Второй серьезный выигрыш - llvm. Его оптимизатор умнее ghc.
Третий, не очень серьезный - unsafe* для векторов.
@adept, практически то же самое, что pure версия, 3:15. От монад мало пользы в данном случае.
У меня 1.30 на large.txt с -O2 -fllvm и вектором, собранным с llvm:
dmz@zen:/special-olympic$ ^C/special-olympic$ time ./bf < ./large.txt
dmz@zen:
"running"
-6
real 1m30.123s
user 1m29.810s
sys 0m0.116s
{-# LANGUAGE BangPatterns #-}
module Main where
import Control.DeepSeq
import Data.Functor
import Data.Int
import Data.Either (rights)
import Data.Vector.Unboxed ((//))
import qualified Data.Vector.Unboxed as V
import qualified Data.Text as T
import qualified Data.Text.Read as R
import qualified Data.Text.Encoding as E
import qualified Data.ByteString as BS
type Vertex = Int
type Dist = Int32
type Edge = (Vertex, Vertex, Dist)
type EdgeVec = V.Vector Edge
type CostVec = V.Vector Dist
readEdge :: T.Text -> Edge
readEdge s = let [v1, v2, w] = ww
in ((fromIntegral.fst) v1, (fromIntegral.fst) v2, (fromIntegral.fst) w)
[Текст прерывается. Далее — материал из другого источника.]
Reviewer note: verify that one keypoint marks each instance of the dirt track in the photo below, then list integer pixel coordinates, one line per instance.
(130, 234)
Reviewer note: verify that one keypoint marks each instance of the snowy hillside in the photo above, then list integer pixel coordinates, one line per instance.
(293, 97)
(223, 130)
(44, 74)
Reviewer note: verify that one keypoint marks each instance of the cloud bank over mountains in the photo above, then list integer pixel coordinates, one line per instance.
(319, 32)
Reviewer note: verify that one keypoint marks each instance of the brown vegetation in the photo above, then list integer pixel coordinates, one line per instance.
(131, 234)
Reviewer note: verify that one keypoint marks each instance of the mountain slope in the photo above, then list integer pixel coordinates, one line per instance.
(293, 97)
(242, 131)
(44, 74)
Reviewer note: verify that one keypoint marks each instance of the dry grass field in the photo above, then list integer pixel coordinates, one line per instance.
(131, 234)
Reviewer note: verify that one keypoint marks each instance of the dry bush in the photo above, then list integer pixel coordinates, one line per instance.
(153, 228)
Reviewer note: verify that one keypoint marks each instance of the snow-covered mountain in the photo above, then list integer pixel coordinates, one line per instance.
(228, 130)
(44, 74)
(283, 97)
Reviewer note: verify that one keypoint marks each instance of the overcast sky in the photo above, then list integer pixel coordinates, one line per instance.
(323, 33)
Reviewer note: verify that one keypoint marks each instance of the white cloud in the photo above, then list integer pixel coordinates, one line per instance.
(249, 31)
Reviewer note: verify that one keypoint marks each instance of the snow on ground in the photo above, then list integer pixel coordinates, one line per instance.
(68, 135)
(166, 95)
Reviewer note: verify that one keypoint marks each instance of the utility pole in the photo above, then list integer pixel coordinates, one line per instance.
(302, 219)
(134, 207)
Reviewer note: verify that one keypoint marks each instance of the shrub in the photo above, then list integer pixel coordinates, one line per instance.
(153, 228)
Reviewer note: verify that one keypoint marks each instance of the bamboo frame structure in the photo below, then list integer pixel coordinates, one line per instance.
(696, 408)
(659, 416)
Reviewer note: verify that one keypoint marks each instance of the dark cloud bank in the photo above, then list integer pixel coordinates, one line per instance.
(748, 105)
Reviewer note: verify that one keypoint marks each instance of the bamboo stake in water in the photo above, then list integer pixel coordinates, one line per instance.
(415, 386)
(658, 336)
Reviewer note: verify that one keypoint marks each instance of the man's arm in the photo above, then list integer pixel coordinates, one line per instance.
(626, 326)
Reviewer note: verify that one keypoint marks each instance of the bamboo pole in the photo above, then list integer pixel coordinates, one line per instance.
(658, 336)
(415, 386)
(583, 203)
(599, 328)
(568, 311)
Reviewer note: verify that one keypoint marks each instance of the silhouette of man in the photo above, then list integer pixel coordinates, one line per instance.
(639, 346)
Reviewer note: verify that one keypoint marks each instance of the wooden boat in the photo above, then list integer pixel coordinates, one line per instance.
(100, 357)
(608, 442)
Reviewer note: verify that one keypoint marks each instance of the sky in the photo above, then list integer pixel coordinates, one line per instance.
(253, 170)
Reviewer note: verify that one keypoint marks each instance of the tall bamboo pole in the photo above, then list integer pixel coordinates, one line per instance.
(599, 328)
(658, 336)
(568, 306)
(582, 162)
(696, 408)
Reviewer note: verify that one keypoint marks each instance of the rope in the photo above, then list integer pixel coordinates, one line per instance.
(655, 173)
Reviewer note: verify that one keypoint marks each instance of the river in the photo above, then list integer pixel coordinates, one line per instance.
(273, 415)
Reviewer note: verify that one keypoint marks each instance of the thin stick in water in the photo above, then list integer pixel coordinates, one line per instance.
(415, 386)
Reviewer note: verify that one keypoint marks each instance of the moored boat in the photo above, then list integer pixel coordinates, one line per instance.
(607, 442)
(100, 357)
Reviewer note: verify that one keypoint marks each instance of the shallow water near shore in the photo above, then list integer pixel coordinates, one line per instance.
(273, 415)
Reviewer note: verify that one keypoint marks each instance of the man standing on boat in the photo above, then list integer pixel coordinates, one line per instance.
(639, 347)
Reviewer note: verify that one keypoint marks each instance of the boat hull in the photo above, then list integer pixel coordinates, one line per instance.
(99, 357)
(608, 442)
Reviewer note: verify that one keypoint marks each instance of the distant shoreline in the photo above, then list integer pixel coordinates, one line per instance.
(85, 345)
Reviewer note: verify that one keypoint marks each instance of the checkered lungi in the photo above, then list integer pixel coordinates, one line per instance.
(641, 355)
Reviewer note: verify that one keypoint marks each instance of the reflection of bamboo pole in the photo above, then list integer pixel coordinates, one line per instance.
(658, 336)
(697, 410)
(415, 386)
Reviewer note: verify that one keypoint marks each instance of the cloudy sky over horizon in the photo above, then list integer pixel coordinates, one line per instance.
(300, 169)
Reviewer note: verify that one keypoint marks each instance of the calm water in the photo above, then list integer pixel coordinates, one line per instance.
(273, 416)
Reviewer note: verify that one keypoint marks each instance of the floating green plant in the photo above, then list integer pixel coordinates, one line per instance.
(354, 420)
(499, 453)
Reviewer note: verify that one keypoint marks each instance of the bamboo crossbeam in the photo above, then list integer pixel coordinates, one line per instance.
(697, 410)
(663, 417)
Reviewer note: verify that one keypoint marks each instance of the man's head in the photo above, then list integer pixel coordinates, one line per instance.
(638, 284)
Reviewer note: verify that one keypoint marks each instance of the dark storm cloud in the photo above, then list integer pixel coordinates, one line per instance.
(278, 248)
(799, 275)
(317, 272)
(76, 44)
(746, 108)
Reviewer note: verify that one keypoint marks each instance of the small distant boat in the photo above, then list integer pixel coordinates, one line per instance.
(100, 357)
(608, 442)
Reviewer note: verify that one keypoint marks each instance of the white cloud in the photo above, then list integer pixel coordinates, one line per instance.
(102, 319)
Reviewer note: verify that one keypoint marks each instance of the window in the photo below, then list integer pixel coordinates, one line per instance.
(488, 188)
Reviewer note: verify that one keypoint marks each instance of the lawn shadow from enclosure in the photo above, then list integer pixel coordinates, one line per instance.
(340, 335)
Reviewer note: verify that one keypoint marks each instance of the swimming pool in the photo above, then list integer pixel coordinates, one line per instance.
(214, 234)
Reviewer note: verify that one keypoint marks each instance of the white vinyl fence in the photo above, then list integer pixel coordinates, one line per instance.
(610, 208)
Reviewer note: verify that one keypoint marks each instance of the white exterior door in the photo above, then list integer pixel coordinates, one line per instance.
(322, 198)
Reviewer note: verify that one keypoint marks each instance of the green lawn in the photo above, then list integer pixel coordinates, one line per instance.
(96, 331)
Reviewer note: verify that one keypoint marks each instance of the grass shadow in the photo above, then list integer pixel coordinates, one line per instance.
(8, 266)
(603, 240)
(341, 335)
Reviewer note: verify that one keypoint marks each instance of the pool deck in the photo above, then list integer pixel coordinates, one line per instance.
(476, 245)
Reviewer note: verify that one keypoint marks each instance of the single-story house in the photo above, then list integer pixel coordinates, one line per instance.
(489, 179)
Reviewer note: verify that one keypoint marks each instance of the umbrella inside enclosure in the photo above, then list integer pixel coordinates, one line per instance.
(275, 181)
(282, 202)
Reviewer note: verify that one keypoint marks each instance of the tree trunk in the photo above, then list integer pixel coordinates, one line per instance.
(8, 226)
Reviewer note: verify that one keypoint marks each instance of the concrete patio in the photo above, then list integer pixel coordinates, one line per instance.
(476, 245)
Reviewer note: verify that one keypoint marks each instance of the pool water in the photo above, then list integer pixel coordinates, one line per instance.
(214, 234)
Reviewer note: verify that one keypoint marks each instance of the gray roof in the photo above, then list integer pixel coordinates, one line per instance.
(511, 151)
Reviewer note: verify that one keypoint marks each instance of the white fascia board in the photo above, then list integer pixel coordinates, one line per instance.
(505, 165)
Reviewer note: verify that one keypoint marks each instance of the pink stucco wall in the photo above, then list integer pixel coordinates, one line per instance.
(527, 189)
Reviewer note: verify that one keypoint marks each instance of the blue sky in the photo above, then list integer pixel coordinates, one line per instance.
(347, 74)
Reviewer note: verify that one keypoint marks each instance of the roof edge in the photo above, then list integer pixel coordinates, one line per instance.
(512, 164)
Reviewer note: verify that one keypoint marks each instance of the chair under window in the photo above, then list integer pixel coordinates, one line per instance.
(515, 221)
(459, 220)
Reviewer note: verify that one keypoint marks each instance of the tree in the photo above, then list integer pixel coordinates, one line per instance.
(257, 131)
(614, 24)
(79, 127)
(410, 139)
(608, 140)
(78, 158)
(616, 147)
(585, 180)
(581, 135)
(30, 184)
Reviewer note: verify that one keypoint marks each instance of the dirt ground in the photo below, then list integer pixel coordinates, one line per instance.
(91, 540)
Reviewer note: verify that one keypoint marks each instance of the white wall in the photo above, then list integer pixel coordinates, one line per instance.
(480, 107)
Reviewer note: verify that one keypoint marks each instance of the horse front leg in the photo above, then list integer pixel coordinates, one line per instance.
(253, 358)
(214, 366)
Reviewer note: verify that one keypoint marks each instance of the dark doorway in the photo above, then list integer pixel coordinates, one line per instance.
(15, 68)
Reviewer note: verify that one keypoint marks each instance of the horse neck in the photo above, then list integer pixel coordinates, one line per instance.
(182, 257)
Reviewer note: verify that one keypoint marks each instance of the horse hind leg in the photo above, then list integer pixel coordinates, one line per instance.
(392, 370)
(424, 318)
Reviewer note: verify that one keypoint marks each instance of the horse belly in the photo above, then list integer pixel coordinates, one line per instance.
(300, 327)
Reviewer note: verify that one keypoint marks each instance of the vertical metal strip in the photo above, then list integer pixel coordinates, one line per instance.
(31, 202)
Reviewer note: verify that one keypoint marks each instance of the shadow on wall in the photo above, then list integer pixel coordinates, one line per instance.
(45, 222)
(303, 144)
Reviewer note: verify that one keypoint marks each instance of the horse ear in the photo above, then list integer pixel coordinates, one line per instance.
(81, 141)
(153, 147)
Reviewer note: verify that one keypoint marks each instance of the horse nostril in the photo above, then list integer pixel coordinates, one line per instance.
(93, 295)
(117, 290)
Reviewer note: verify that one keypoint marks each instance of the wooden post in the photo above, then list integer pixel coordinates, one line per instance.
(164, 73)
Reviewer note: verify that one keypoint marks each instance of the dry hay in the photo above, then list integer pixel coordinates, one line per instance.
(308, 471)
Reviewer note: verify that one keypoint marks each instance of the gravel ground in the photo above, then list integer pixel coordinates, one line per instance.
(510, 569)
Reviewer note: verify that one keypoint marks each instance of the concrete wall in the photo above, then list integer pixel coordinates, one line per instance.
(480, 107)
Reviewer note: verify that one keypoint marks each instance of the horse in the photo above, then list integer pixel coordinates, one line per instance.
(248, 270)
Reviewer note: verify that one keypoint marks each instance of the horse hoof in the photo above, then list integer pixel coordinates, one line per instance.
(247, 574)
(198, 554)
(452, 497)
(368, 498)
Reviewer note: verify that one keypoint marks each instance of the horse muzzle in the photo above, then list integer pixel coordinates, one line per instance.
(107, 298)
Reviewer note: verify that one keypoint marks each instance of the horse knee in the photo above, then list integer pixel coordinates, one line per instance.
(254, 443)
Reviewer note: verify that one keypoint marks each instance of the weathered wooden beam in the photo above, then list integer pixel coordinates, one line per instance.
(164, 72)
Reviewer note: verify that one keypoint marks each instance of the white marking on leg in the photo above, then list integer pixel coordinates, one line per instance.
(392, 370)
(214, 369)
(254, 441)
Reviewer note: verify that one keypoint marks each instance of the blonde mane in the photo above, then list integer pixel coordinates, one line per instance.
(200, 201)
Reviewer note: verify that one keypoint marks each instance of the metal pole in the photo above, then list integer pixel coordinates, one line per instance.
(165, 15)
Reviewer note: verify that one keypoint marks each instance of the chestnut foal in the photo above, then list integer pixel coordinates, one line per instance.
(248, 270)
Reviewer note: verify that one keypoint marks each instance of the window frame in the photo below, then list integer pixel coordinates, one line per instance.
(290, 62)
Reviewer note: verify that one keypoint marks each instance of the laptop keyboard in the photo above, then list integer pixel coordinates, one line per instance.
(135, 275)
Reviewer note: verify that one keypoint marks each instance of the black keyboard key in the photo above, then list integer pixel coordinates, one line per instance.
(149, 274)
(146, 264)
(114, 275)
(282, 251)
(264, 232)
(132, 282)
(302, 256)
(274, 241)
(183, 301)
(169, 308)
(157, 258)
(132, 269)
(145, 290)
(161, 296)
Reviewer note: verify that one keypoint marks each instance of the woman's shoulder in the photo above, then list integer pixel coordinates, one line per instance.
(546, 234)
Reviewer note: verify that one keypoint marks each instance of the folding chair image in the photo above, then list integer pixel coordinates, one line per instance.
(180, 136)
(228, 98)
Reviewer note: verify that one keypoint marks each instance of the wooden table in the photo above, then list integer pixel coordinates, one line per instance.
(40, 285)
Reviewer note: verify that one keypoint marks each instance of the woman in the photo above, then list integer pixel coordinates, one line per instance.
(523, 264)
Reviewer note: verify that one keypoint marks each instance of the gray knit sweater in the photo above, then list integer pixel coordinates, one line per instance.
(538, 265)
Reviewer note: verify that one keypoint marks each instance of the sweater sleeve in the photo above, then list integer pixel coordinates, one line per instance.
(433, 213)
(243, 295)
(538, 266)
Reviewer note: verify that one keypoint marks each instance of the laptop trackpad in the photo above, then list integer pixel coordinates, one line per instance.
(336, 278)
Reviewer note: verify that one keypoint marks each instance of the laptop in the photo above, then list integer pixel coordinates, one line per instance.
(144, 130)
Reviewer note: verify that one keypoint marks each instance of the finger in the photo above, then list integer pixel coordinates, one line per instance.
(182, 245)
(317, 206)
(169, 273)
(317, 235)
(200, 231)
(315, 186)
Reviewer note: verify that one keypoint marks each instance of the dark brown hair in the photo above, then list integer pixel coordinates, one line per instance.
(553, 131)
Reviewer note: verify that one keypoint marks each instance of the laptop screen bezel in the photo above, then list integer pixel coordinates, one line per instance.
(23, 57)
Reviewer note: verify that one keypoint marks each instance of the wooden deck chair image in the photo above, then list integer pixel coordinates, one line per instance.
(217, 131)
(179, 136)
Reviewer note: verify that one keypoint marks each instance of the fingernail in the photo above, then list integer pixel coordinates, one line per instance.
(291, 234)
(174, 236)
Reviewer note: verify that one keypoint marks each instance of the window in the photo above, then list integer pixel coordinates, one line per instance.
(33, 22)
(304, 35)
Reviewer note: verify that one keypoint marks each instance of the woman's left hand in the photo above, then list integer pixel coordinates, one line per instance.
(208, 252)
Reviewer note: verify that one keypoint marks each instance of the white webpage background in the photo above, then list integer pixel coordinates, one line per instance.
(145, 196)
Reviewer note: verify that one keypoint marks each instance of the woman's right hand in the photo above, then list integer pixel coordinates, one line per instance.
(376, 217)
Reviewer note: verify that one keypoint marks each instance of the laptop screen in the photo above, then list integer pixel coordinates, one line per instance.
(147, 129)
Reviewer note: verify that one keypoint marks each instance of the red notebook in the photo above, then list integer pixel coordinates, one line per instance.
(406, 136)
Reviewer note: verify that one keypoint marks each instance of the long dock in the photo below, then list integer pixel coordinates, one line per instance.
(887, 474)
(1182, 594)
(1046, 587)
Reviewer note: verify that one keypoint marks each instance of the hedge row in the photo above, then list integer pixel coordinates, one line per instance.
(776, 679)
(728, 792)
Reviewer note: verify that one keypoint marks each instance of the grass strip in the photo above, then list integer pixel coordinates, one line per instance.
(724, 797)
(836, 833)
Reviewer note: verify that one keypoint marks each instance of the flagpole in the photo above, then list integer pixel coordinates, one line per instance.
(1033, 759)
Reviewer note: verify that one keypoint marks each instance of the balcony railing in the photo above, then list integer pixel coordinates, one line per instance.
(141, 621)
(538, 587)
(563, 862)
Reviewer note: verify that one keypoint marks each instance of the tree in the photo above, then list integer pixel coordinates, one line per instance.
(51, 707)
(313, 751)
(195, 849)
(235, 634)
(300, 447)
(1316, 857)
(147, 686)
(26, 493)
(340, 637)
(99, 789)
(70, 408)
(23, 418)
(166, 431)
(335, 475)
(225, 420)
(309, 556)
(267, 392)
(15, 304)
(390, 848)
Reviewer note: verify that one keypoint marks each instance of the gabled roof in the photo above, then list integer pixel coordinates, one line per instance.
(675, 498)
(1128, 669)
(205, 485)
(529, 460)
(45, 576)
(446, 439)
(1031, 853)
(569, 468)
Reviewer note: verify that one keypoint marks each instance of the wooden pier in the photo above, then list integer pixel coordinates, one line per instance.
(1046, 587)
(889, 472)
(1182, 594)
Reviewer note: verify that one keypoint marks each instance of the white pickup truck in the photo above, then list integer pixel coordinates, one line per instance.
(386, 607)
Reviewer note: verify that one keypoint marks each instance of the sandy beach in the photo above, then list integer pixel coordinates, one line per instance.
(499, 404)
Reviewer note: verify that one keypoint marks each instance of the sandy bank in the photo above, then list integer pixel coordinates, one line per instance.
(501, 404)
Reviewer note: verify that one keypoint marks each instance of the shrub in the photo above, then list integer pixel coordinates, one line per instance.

where ww = rights $! map (R.signed $ R.decimal) $ take 3 $ T.words s
bfStep :: EdgeVec -> CostVec -> CostVec
bfStep edges !prev = V.unsafeAccumulate min prev $ V.map mincost edges
where
mincost :: Edge -> (Int, Int32)
mincost (s, h, c) = (h, cost s c)
cost w c = let precost = prev `V.unsafeIndex` w
in if precost == maxBound then maxBound else precost + c
mkEdgeVec :: Int -> [T.Text] -> EdgeVec
mkEdgeVec nvert inp = V.unfoldr step (nvert, inp)
where
step (n, s:xs) = Just (readEdge s, (n, xs))
step (0, []) = Nothing
step (!n, []) = Just ((0, n, 0), (n - 1, []))
main :: IO()
main = do
header:body <- (T.lines . E.decodeASCII) <$> BS.getContents
let nvert = (read . T.unpack) $ head $ T.words header
let edgelist = mkEdgeVec nvert body
let bfbase = V.replicate (nvert + 1) maxBound // [(0, 0)]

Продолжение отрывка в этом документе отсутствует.